Les solutions, une par cause
Chaque cause appelle un chantier différent, et des budgets sans commune mesure. Remontées capillaires : injection de résine hydrophobe (professionnel, 50-100 €/ml) ou drainage périphérique extérieur (lourd et coûteux). Infiltrations localisées : colmatage de fissures (mortier prompt, résine polyuréthane, 50-200 euros pour une zone limitée) ou membrane d'étanchéité intérieure sur dalle (professionnel, 50-100 €/m²). Infiltrations par pression hydrostatique : drainage actif avec puisard et pompe (professionnel, 3 000-10 000 euros). Condensation : déshumidificateur (100-300 euros) et gestion des ouvrants.
Avant tout investissement significatif, faire établir deux ou trois devis par des professionnels spécialisés (entreprises d'étanchéité, pas des généralistes) est indispensable. Le diagnostic professionnel peut être payant (50 à 200 euros) mais est généralement déduit du devis si vous signez. Méfiez-vous des professionnels qui proposent un traitement sans diagnostic sérieux : la vente d'enduit "tout-terrain" à des prix élevés est une pratique courante qui ne résout pas les remontées capillaires ou les infiltrations sous pression.
Lire aussi : Parquet qui grince : les solutions et Peindre un mur sans traces.
Les peintures anti-humidité du commerce sont-elles efficaces ?
Les peintures "anti-humidité" ou "hydrofuges" disponibles en GSB ont une efficacité limitée et temporaire sur les remontées capillaires et les infiltrations sous pression. Elles peuvent imperméabiliser la surface d'un mur contre les projections d'eau ou une humidité de surface légère, mais elles ne résistent pas à la pression de l'eau venant de l'intérieur du mur. En cas de remontées capillaires, la peinture finit par se décoller après quelques mois. Ces produits sont adaptés pour un traitement préventif de surface sur des murs sains, pas pour un traitement curatif d'humidité structurelle.
Un sous-sol humide peut-il être converti en espace habitable ?
Oui, mais les travaux d'étanchéité sont un préalable indispensable avant tout aménagement. Un sous-sol humide non traité dont on cherche à aménager l'intérieur avec des cloisons, des revêtements et une isolation risque de voir ces aménagements se détériorer rapidement (moisissures, décollements, pourriture des matériaux). L'ordre est important : traiter l'humidité à la source, attendre que les murs sèchent complètement (plusieurs mois après les travaux d'étanchéité), puis procéder à l'aménagement intérieur.
L'humidité en cave est-elle couverte par l'assurance habitation ?

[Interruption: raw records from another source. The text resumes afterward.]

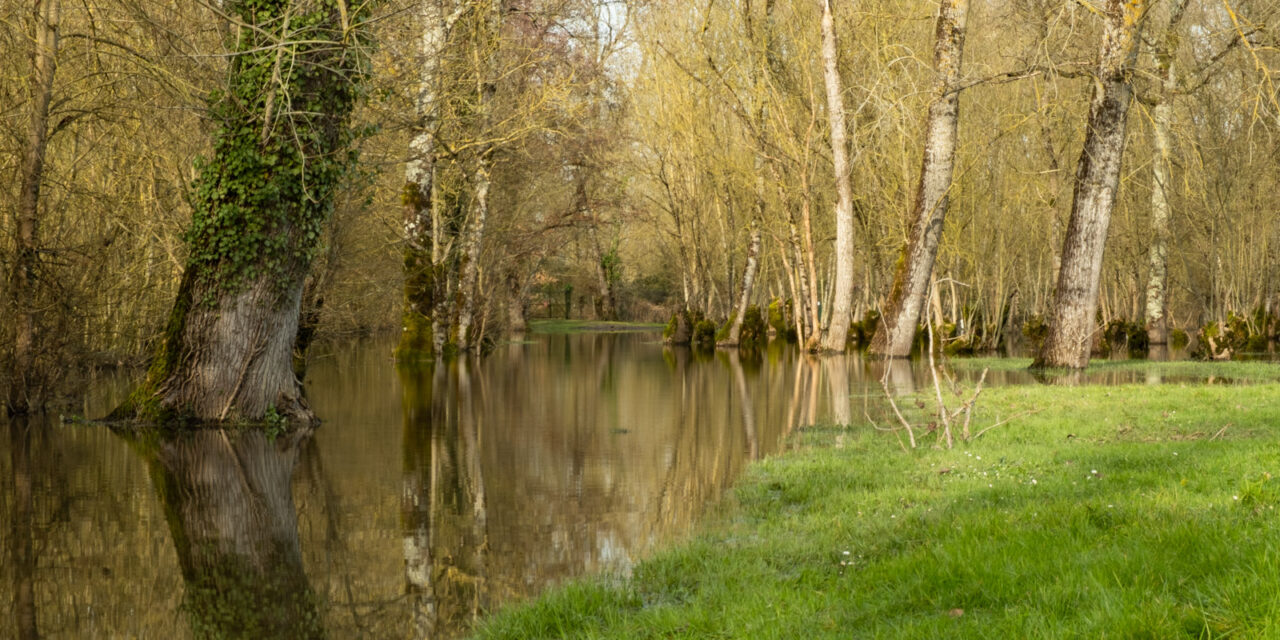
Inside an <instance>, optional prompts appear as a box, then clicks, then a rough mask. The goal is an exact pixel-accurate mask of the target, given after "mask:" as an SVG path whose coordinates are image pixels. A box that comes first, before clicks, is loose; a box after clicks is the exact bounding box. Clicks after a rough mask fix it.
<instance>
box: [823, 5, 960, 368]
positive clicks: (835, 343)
mask: <svg viewBox="0 0 1280 640" xmlns="http://www.w3.org/2000/svg"><path fill="white" fill-rule="evenodd" d="M961 1H964V0H961ZM838 50H840V49H838V45H837V41H836V19H835V17H833V15H832V12H831V0H826V1H824V3H823V6H822V63H823V77H824V78H826V83H827V118H828V120H831V155H832V160H833V163H835V168H836V195H837V197H836V284H835V298H833V300H832V305H831V314H829V316H828V317H831V321H829V323H828V324H827V333H826V334H824V335H823V339H822V348H823V349H824V351H835V352H844V351H845V343H846V342H847V340H849V325H850V323H851V321H852V305H854V188H852V184H851V183H850V173H851V168H850V166H849V148H847V141H846V133H845V97H844V93H842V91H841V84H840V69H838V64H837V52H838Z"/></svg>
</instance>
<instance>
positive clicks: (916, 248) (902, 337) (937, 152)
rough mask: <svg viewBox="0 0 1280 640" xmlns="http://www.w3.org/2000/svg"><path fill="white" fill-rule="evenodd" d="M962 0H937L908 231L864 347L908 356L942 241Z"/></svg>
mask: <svg viewBox="0 0 1280 640" xmlns="http://www.w3.org/2000/svg"><path fill="white" fill-rule="evenodd" d="M968 10H969V1H968V0H941V3H940V8H938V22H937V32H936V41H934V45H933V68H934V72H936V77H934V81H933V101H932V102H931V104H929V116H928V124H927V125H925V138H924V159H923V160H922V164H920V184H919V189H918V191H916V195H915V205H914V206H913V211H911V215H913V219H914V221H913V223H911V234H910V236H909V237H908V241H906V247H905V248H904V250H902V261H901V264H900V265H899V268H897V271H896V273H895V274H893V285H892V288H891V289H890V294H888V300H887V301H886V302H884V315H883V317H882V319H881V323H879V328H877V330H876V337H874V338H873V339H872V346H870V349H872V352H873V353H878V355H882V356H886V357H908V356H910V355H911V343H913V342H915V329H916V326H918V325H919V324H920V312H922V310H923V308H924V305H925V300H924V297H925V294H927V292H928V288H929V278H931V276H932V275H933V261H934V259H937V255H938V243H940V242H941V241H942V223H943V220H945V219H946V215H947V201H948V192H950V191H951V178H952V174H954V170H955V152H956V132H957V129H959V122H960V93H959V91H956V81H957V79H959V78H960V64H961V58H963V54H964V36H965V19H966V15H968Z"/></svg>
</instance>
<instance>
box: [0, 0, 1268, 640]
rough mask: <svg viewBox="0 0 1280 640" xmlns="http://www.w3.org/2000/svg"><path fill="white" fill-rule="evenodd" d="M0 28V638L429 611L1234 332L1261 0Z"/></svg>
mask: <svg viewBox="0 0 1280 640" xmlns="http://www.w3.org/2000/svg"><path fill="white" fill-rule="evenodd" d="M0 54H3V55H0V392H3V406H4V416H3V420H4V421H3V422H0V425H3V429H4V430H5V438H4V440H3V442H4V445H3V447H0V452H3V454H0V463H3V465H4V467H3V471H4V475H3V477H4V481H0V497H3V512H4V513H5V520H4V526H3V527H0V535H3V543H4V544H3V547H4V571H3V576H0V577H3V585H0V599H3V600H5V602H6V603H8V607H9V612H10V613H12V616H9V617H8V618H5V617H4V616H0V620H10V621H12V625H4V631H5V634H9V632H12V634H14V636H15V637H18V639H22V640H28V639H33V637H38V636H45V635H47V636H55V637H58V636H65V637H79V636H101V637H113V636H136V637H184V636H193V637H225V636H236V637H273V636H275V637H317V636H333V637H401V636H406V635H412V636H416V637H451V636H454V635H458V634H462V632H463V631H465V630H466V628H468V626H470V625H471V623H472V622H474V621H475V620H476V617H477V616H480V614H481V613H488V612H492V611H494V609H497V608H499V607H500V605H502V604H503V603H508V602H513V600H520V599H524V598H527V596H530V595H534V594H538V593H540V591H541V590H544V589H547V588H548V585H553V584H557V582H559V581H562V580H566V579H571V577H577V576H613V577H616V579H617V580H623V579H625V576H627V575H628V572H630V571H631V568H632V567H634V566H635V564H636V562H637V559H639V558H644V557H646V554H649V553H652V552H653V550H654V549H658V548H662V547H663V545H664V544H666V543H667V541H669V540H672V539H678V538H681V536H684V535H687V534H689V531H690V530H692V529H694V525H695V522H699V521H700V520H701V518H703V517H705V516H707V513H708V509H716V508H719V507H716V506H724V504H727V503H726V500H723V497H724V495H726V492H727V490H728V488H730V486H732V484H733V481H735V479H737V477H740V475H741V472H742V471H744V470H745V468H748V467H751V463H753V462H755V461H758V460H760V458H764V457H769V456H772V454H776V453H781V452H783V449H786V447H788V443H794V442H795V440H794V439H792V434H794V433H796V431H797V430H803V429H805V428H806V426H809V425H814V424H824V425H828V426H829V425H842V426H849V425H855V426H865V428H868V429H872V428H876V429H879V430H883V431H892V433H893V435H896V436H902V435H904V433H905V434H906V435H908V436H910V444H911V447H913V448H914V447H916V435H929V434H933V433H934V431H937V433H940V434H945V447H943V448H945V449H946V451H951V448H952V445H954V444H955V442H954V440H952V421H951V419H955V417H957V416H960V419H961V420H963V421H964V431H963V433H961V434H960V436H961V439H963V440H964V442H969V433H968V428H969V417H970V416H972V410H973V408H974V402H975V401H977V398H978V393H980V388H982V387H983V385H984V384H986V385H987V387H988V388H989V387H1001V385H1007V384H1021V383H1033V381H1046V380H1056V381H1064V380H1066V381H1070V383H1071V384H1079V383H1102V384H1111V383H1126V384H1128V383H1137V384H1151V385H1152V387H1156V385H1160V384H1161V383H1172V381H1178V383H1183V381H1190V383H1204V381H1210V383H1215V384H1216V383H1234V381H1235V380H1233V379H1231V374H1230V371H1233V370H1234V369H1231V365H1235V364H1234V362H1229V364H1224V365H1222V367H1224V369H1221V370H1220V371H1226V372H1225V374H1224V372H1219V370H1212V371H1213V372H1206V371H1210V370H1206V369H1196V370H1194V371H1197V372H1196V374H1192V375H1187V374H1185V372H1184V374H1175V375H1174V376H1165V375H1162V374H1161V371H1162V370H1161V369H1158V367H1152V369H1125V367H1107V366H1102V367H1098V366H1093V367H1091V362H1100V361H1105V360H1107V358H1120V357H1126V356H1130V355H1132V356H1135V357H1144V356H1146V357H1151V358H1152V360H1164V358H1167V357H1169V356H1167V355H1169V353H1170V352H1175V353H1178V357H1179V358H1181V357H1189V358H1196V360H1201V361H1204V362H1219V361H1233V360H1268V358H1270V360H1274V358H1275V357H1276V351H1277V342H1280V251H1276V247H1280V214H1277V210H1276V197H1275V195H1276V193H1277V191H1280V91H1277V88H1276V87H1277V86H1280V4H1277V3H1275V1H1274V0H1221V1H1216V0H1215V1H1210V0H1151V1H1147V0H1079V1H1073V3H1062V1H1059V0H859V1H856V3H833V1H829V0H828V1H822V3H818V1H799V0H730V1H707V3H682V1H667V0H369V1H362V3H348V1H346V0H225V1H224V0H219V1H215V3H209V1H197V3H173V1H164V0H84V1H79V3H70V1H67V0H29V1H18V0H0ZM530 326H536V328H538V329H539V332H540V333H539V332H535V333H532V334H530V333H527V332H529V329H530ZM584 328H585V329H590V330H588V332H581V329H584ZM614 329H625V330H622V332H617V333H611V332H609V330H614ZM980 353H1002V355H1009V353H1021V355H1025V356H1030V358H1028V360H1027V361H1021V360H1019V361H1016V362H1018V365H1016V366H1010V365H1009V362H1010V361H998V360H993V361H992V362H987V364H984V365H980V366H973V367H969V366H964V365H957V366H956V367H955V369H951V365H947V366H943V367H941V369H936V367H933V362H936V361H941V360H946V358H956V360H955V362H960V361H961V360H960V358H964V357H969V356H975V355H980ZM987 365H991V366H989V367H988V366H987ZM988 369H989V371H988ZM1189 370H1192V369H1183V371H1189ZM940 371H945V372H943V374H941V375H943V376H946V378H947V379H948V380H957V381H959V383H960V384H964V385H969V388H970V389H973V396H972V397H969V399H964V396H963V394H961V393H960V390H959V388H957V390H956V396H957V398H960V399H959V401H950V399H948V401H947V402H959V404H957V406H959V408H955V410H954V411H952V410H951V408H947V402H945V401H943V397H942V396H943V394H942V390H941V388H942V385H941V384H940V381H938V376H940ZM1064 372H1065V374H1064ZM1202 372H1203V374H1204V375H1201V374H1202ZM1179 376H1181V378H1179ZM1261 378H1262V379H1271V376H1270V374H1265V375H1262V376H1261ZM947 384H948V385H950V384H951V381H948V383H947ZM1059 388H1060V389H1061V393H1062V394H1064V396H1065V394H1070V393H1071V387H1069V385H1066V384H1062V385H1061V387H1059ZM1170 388H1172V387H1170ZM1160 389H1161V390H1160V392H1158V393H1160V394H1162V393H1164V392H1165V389H1164V388H1160ZM931 393H932V394H933V396H934V398H936V404H937V407H936V412H934V413H936V416H937V417H938V420H933V421H931V420H929V419H928V416H925V417H924V421H923V422H920V424H918V425H916V426H915V428H914V429H916V431H913V426H911V424H910V420H909V417H910V419H911V420H915V419H916V417H920V413H919V412H918V411H915V410H914V408H913V407H918V408H920V410H922V411H924V407H925V402H924V399H922V398H925V397H928V396H929V394H931ZM966 393H968V392H966ZM1170 397H1172V394H1170ZM895 398H897V399H895ZM1005 399H1006V401H1007V399H1009V398H1007V397H1006V398H1005ZM887 401H891V402H887ZM1010 402H1011V401H1010ZM900 404H901V406H900ZM1014 404H1016V402H1014ZM904 411H905V412H906V413H908V417H904V416H902V412H904ZM1153 415H1160V416H1165V412H1164V410H1161V411H1160V412H1156V413H1153ZM947 416H951V417H947ZM938 421H941V422H942V426H941V428H940V426H938ZM895 425H899V426H895ZM1222 429H1225V428H1222ZM868 433H881V431H868ZM841 442H842V440H841ZM940 442H943V440H940ZM902 449H906V445H905V444H902ZM922 456H923V453H922ZM922 460H923V458H922ZM1268 474H1270V472H1268ZM1266 477H1267V479H1270V475H1267V476H1266ZM730 502H731V500H730ZM724 508H730V507H728V506H726V507H724Z"/></svg>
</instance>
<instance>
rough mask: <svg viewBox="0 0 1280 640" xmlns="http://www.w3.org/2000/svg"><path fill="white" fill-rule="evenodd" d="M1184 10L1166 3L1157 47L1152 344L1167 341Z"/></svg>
mask: <svg viewBox="0 0 1280 640" xmlns="http://www.w3.org/2000/svg"><path fill="white" fill-rule="evenodd" d="M1185 10H1187V0H1172V3H1171V4H1170V6H1169V12H1170V13H1169V26H1167V27H1166V28H1165V37H1164V41H1162V42H1160V45H1157V47H1156V51H1155V52H1156V70H1157V73H1158V76H1160V87H1158V88H1157V95H1156V106H1155V108H1153V109H1152V142H1153V143H1155V147H1156V148H1155V157H1153V159H1152V166H1151V173H1152V184H1151V251H1149V256H1151V274H1149V278H1148V280H1147V317H1146V320H1147V338H1148V340H1149V342H1151V343H1152V344H1166V343H1167V342H1169V317H1167V316H1169V296H1167V289H1169V233H1170V229H1169V218H1170V211H1169V192H1170V191H1171V189H1170V187H1171V184H1170V180H1171V179H1172V177H1171V175H1170V173H1171V172H1170V154H1171V148H1170V147H1171V143H1170V137H1171V132H1170V129H1171V128H1172V124H1174V122H1172V120H1174V105H1172V100H1174V92H1175V90H1176V88H1178V74H1176V65H1175V61H1176V56H1178V40H1179V38H1178V31H1176V29H1178V23H1179V22H1181V19H1183V14H1184V13H1185Z"/></svg>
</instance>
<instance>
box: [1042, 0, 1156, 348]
mask: <svg viewBox="0 0 1280 640" xmlns="http://www.w3.org/2000/svg"><path fill="white" fill-rule="evenodd" d="M1146 14H1147V3H1146V1H1144V0H1107V3H1106V5H1105V6H1103V9H1102V18H1103V31H1102V49H1101V54H1100V59H1098V68H1097V79H1096V82H1094V87H1093V100H1092V102H1091V105H1089V123H1088V131H1087V132H1085V138H1084V148H1083V150H1082V151H1080V160H1079V161H1078V163H1076V169H1075V197H1074V200H1073V202H1071V220H1070V223H1069V224H1068V228H1066V241H1065V244H1064V247H1062V266H1061V270H1060V271H1059V276H1057V288H1056V291H1055V293H1053V307H1052V321H1051V323H1050V329H1048V335H1047V338H1046V339H1044V346H1043V347H1042V348H1041V352H1039V353H1038V355H1037V356H1036V362H1034V364H1032V367H1033V369H1044V367H1065V369H1083V367H1085V366H1087V365H1088V364H1089V351H1091V347H1092V343H1093V333H1094V312H1096V311H1097V307H1098V283H1100V282H1101V276H1102V255H1103V250H1105V248H1106V239H1107V228H1108V227H1110V224H1111V210H1112V207H1114V206H1115V198H1116V191H1117V189H1119V187H1120V161H1121V159H1123V157H1124V143H1125V129H1126V124H1128V120H1129V105H1130V102H1132V101H1133V87H1132V83H1130V82H1132V81H1130V70H1132V68H1133V63H1134V59H1135V56H1137V51H1138V40H1139V32H1140V27H1142V23H1143V18H1146Z"/></svg>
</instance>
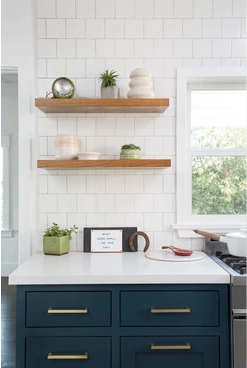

Cela dépend de la cause. Une infiltration soudaine due à un événement couvert (inondation, dégât des eaux d'une fuite identifiée, catastrophe naturelle reconnue par arrêté) peut être prise en charge par votre assurance habitation après déclaration de sinistre dans les 5 jours ouvrés. Les infiltrations chroniques liées à la vétusté des murs, les remontées capillaires, ou la condensation sont généralement exclues des garanties car considérées comme relevant de l'entretien normal. Consultez votre contrat et votre assureur pour connaître les conditions précises de votre couverture.
Traiter une cave humide efficacement commence par identifier précisément la cause de l'humidité : la même symptôme visible (murs mouillés) peut avoir trois causes différentes qui nécessitent des traitements opposés. Le test du film plastique et l'observation du comportement de l'humidité selon les saisons et les pluies sont les deux diagnostics de base accessibles à tout propriétaire avant de contacter un professionnel ou d'investir dans des produits de traitement.